Let $x\in{S_1}$. Then, $x\in{S_2}\iff \exists n\in\mathbb{Z}[x\in(a,\frac{2b}{\pi}\tan^{-1}(n))]$. $\forall n\in\mathbb{Z}\forall y\in\mathbb{R}[y\in(a,\frac{2b}{\pi}\tan^{-1}(n))\iff a<y<\frac{2b}{\pi}\tan^{-1}(n)]$.
$\forall x\in S_1[\because x\in(a,b)\therefore a<x]$
Thus, to prove that $S_1 \subseteq S_2$, we just need to prove that $\forall x\in S_1[\exists n\in\mathbb{Z}[x<\frac{2b}{\pi}\tan^{-1}(n)]]$.
$\lim_{n\to\infty}\tan^{-1}n=\frac{\pi}{2}$
We can say that $\frac{2b}{\pi}$ is a constant for our purposes; thus, $\lim_{x\to\infty}\frac{2b}{\pi}=\frac{2b}{\pi}$.
$\lim_{n\to\infty}\frac{2b}{\pi}\tan^{-1}(n)=\lim_{n\to\infty}\frac{2b}{\pi}\lim_{n\to\infty}\cdot\tan^{-1}(n)=\frac{2b}{\pi}\cdot\frac{\pi}{2}=b$
$\therefore\forall x\in S_1[\exists n\in\mathbb{Z}[x<\frac{2b}{\pi}\tan^{-1}(n)]]$
$\therefore S_1\subseteq S_2$
That's the first part of the proof. The second part is $S_2\subseteq S_1$.
We can prove this by showing that $\forall x\in S_2[x\in S_1]$. We can make this simpler using modus tollens (sorry Kenny for not using intuitionistic logic :P) and show that $\forall x\notin S_1[x\notin S_2]$
There are two cases for which $x\notin S_1$.
Case 1: $x<a$
The lower bound of $S_2$ is the minimum of the lower bounds of all of the sets whose union is $S_2$; since the lower bound of all such sets is $a$ then the lower bound of $S_2$ is also $a$.

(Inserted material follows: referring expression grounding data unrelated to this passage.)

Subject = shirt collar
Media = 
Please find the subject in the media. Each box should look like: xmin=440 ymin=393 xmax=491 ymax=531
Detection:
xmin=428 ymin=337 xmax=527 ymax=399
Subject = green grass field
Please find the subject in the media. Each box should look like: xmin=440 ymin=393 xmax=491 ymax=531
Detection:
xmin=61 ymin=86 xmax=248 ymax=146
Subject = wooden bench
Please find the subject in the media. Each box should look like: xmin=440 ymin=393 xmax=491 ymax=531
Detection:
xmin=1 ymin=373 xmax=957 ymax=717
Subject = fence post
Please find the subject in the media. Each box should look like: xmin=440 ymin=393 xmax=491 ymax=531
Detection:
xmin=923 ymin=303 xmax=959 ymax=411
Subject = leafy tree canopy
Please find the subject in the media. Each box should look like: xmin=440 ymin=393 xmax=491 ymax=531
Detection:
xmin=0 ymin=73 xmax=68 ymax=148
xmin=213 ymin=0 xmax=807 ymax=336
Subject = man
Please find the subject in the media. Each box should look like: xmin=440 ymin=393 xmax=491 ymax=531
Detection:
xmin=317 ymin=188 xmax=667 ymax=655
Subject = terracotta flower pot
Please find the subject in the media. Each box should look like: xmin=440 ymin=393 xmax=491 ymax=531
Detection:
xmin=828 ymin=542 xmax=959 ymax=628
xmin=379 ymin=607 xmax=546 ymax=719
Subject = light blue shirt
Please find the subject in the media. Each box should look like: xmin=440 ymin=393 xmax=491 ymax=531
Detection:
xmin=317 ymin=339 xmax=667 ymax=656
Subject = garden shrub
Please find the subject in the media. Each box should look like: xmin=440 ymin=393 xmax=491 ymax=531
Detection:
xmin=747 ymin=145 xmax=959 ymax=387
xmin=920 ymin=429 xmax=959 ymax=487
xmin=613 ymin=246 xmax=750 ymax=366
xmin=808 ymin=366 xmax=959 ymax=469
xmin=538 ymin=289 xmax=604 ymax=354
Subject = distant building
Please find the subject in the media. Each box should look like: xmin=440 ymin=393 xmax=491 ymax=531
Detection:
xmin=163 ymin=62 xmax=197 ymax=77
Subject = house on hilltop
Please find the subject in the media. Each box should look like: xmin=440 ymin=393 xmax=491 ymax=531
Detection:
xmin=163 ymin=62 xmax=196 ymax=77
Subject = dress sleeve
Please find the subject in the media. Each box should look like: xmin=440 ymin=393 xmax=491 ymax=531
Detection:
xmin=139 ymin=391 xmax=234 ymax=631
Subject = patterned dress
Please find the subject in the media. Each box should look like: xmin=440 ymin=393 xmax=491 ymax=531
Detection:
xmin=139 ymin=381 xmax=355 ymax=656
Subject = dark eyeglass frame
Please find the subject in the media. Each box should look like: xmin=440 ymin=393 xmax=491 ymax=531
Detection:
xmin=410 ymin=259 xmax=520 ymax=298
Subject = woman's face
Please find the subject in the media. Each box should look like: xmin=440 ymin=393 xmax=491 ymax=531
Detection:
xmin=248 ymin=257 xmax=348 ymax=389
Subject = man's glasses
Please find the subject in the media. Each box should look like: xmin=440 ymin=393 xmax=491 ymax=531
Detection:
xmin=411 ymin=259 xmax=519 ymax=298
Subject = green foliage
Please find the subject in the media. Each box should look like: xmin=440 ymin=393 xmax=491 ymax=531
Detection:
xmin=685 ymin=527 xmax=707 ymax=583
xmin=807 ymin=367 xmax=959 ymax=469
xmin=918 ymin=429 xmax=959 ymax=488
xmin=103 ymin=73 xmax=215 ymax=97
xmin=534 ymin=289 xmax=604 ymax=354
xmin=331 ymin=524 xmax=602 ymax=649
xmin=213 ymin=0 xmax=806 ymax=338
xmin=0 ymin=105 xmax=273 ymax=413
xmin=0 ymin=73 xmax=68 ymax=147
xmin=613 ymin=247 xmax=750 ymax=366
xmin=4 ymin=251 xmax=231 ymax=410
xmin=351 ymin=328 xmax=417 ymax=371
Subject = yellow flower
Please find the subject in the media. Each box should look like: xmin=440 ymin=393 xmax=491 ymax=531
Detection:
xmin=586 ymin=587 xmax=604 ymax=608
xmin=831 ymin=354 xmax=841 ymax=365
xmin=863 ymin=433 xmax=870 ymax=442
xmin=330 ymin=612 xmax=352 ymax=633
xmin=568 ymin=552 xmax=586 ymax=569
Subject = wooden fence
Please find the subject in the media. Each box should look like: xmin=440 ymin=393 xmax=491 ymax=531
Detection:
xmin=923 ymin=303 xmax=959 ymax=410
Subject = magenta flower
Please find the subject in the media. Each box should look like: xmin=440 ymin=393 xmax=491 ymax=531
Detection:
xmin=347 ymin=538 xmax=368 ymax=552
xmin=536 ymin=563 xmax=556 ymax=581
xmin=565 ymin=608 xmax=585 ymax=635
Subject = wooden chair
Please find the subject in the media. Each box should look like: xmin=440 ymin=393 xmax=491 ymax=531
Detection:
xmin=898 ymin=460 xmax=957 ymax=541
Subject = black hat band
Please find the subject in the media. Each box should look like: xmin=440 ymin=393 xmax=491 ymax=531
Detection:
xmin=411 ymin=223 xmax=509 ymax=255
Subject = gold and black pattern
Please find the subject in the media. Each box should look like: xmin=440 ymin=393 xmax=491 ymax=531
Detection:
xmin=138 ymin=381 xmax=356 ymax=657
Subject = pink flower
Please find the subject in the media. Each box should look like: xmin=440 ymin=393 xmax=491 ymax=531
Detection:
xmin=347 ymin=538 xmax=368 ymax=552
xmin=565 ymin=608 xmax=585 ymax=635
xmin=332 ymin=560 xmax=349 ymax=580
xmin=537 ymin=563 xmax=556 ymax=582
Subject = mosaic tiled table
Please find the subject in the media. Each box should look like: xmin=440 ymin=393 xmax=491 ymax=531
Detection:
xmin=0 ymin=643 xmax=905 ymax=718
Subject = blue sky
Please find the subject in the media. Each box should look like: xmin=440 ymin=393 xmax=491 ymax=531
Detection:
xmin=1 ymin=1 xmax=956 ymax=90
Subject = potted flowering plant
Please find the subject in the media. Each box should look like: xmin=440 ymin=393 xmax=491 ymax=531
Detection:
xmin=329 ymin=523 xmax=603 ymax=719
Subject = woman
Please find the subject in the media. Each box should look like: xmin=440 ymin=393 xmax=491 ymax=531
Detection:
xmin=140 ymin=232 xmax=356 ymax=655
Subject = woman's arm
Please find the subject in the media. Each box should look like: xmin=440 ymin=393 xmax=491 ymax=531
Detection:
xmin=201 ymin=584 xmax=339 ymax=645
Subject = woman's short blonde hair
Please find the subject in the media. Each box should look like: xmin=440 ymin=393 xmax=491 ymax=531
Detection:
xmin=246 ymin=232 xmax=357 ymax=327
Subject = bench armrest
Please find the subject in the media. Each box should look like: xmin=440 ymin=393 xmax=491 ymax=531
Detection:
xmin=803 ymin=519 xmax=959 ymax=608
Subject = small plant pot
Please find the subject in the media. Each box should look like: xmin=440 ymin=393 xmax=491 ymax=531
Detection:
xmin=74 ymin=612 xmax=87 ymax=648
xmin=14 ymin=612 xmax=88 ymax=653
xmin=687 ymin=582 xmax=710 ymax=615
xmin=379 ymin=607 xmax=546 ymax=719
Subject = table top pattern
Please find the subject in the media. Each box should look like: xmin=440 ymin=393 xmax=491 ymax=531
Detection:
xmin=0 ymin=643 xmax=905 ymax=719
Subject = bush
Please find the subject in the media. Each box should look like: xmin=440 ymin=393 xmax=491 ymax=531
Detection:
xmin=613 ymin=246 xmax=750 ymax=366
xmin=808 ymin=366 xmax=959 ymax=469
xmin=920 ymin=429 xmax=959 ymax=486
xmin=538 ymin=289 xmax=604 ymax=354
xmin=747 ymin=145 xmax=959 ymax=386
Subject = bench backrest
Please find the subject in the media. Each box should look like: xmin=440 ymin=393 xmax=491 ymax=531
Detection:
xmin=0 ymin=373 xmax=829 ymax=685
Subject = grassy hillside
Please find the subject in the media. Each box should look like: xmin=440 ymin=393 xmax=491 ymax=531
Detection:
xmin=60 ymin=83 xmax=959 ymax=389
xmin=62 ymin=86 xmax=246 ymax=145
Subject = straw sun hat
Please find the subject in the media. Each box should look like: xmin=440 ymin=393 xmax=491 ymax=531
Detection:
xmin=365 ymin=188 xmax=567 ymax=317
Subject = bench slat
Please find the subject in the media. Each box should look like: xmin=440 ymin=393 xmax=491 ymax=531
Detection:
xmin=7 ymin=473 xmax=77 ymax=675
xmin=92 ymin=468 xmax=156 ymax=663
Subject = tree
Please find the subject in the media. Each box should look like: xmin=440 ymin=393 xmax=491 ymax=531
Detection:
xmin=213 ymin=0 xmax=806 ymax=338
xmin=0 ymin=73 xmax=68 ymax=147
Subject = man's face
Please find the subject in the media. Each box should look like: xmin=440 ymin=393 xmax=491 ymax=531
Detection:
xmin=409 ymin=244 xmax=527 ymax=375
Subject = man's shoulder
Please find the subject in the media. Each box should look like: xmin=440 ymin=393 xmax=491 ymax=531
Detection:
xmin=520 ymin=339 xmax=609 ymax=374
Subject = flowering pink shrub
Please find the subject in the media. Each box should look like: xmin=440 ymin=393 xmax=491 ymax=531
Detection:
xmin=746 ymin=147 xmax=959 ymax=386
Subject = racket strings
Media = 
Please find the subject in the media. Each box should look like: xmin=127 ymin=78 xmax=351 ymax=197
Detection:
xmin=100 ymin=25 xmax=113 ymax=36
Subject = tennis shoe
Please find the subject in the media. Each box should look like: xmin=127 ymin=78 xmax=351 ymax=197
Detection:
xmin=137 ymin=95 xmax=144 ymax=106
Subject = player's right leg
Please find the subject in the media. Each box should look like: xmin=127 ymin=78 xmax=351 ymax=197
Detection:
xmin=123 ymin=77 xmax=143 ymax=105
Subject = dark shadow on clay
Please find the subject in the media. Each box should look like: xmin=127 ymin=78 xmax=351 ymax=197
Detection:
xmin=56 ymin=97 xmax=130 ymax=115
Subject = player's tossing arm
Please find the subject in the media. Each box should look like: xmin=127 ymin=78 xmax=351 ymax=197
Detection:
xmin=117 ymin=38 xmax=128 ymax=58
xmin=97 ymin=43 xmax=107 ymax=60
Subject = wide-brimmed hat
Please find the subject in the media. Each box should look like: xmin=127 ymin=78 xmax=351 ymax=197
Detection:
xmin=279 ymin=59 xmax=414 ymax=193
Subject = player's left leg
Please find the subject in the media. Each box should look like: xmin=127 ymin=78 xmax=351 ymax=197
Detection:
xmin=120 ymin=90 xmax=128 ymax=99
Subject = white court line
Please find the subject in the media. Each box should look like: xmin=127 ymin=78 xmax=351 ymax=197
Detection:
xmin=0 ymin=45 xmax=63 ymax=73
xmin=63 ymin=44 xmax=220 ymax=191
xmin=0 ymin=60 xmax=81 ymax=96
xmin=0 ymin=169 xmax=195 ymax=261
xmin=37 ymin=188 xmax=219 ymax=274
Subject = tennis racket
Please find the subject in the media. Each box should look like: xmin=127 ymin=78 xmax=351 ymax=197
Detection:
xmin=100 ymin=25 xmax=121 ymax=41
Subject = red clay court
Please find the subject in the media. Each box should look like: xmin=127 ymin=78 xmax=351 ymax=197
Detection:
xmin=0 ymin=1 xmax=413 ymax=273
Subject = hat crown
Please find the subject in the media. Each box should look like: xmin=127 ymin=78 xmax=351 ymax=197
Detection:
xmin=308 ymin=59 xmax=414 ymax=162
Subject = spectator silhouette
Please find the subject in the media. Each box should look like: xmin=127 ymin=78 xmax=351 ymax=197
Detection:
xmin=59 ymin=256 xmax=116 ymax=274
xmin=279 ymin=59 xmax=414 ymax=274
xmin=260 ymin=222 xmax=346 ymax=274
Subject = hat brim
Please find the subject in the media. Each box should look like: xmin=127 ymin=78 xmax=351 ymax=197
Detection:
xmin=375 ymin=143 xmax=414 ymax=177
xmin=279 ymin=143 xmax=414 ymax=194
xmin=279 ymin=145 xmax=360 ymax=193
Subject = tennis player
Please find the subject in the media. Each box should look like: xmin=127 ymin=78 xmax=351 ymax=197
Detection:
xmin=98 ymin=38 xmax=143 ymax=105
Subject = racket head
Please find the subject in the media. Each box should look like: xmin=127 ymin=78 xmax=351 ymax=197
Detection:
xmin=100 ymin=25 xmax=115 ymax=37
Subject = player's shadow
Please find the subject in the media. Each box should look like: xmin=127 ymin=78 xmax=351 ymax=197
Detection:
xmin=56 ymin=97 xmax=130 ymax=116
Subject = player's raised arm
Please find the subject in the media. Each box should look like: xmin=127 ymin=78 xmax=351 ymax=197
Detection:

$\therefore\forall x<a[x\notin S_2]$
Case 2: $x>b$
The upper bound of $S_2$ is the maximum of the upper bounds of all of the sets whose union is $S_2$. The codomain of $\tan^{-1}$ is $[-\frac\pi 2,\frac\pi 2]$ therefore $\forall n\in\mathbb{Z}[\tan^{-1}(n)\le\frac\pi 2]\therefore\forall n\in\mathbb{Z}[\frac{2b}{\pi}\tan^{-1}(n)\le{b}]$
$\therefore\forall x>b[x>b\ge max({\frac{2b}{\pi}\tan^{-1}(n)\vert n\in\mathbb{Z}})]$
$\therefore \forall x\notin S_1[x\notin S_2]\therefore \forall x\in S_2[x\in S_1]\text{ by modus tollens}$
$\therefore S_2\subseteq S_1$
$\therefore S_1=S_2$
Note that this proof needs to be slightly modified for negative $a$ and/or $b$ but the idea remains the same.